You should definitely avoid revisiting the same edges multiple times. If
all you want is min/max age *values* (as opposed to the nodes withs
those values), then just call `tree.internal_node_ages()`. This returns
a (sorted) list of internal node ages, where "age" is defined as sum of
edge lengths from the tips. I am assuming that you want to exclude tip
nodes (age == 0), and that's why I suggested "tree.internal_node_ages()"
as opposed to just "tree.node_ages()". You also probably want to exclude
to root age:
node_ages = tree.internal_node_ages()
n2 = [a for a in node_ages if a < tree.seed_node.age]
min_age = min(n2)
max_age = max(n2)
(NOTE: I have not actually run the above fragment, and just wrote it off
the the top of my head, so it may need tweaking to work).

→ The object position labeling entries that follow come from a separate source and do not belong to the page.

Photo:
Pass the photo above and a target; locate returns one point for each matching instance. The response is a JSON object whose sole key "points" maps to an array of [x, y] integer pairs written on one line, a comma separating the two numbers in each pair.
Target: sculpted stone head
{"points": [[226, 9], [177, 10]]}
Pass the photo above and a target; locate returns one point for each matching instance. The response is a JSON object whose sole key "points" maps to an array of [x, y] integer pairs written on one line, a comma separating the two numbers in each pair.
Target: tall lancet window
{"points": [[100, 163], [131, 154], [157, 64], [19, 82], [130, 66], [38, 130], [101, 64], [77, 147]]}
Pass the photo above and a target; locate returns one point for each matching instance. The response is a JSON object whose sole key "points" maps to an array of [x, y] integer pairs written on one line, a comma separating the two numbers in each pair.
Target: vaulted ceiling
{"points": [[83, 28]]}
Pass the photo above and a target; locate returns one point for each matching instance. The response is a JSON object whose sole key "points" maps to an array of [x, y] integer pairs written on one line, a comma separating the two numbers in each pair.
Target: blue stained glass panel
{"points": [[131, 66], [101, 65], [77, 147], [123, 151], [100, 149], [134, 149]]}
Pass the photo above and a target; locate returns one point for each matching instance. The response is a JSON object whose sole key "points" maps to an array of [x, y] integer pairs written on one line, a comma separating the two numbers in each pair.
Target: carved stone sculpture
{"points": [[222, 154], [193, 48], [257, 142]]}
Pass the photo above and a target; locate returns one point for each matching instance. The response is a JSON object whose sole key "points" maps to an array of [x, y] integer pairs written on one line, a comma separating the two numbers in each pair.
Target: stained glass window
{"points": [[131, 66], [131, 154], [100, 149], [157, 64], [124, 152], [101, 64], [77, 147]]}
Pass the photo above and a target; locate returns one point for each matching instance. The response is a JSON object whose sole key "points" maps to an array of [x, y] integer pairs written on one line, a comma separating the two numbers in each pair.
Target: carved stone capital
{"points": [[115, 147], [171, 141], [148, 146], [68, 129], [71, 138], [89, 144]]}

Things get a little more tricky if you actually want the nodes
associated with those ages. You can just make a second pass through the
tree to find them (via the age attribute), but if efficiency is a
concern, you almost definitely want to roll your own custom age
calculating function based on `tree.calc_node_ages()` that gets you the
nodes directly.
On 12/9/14, 6:20 PM, Yan Wong wrote:
>
> Thanks. I was wondering if there was a measure built-in to the tree
> metadata, or a routine that did it for me without having to iterate
> through nodes and so revisit the same edges multiple times? I
> guess calc_node_ages() is the thing I need to calculate values over the
> whole tree, even though I only need to store the max and min lengths.
> I'm probably just being overly worried about optimisation, but then I am
> expecting to deal with trees with > 100,000 nodes.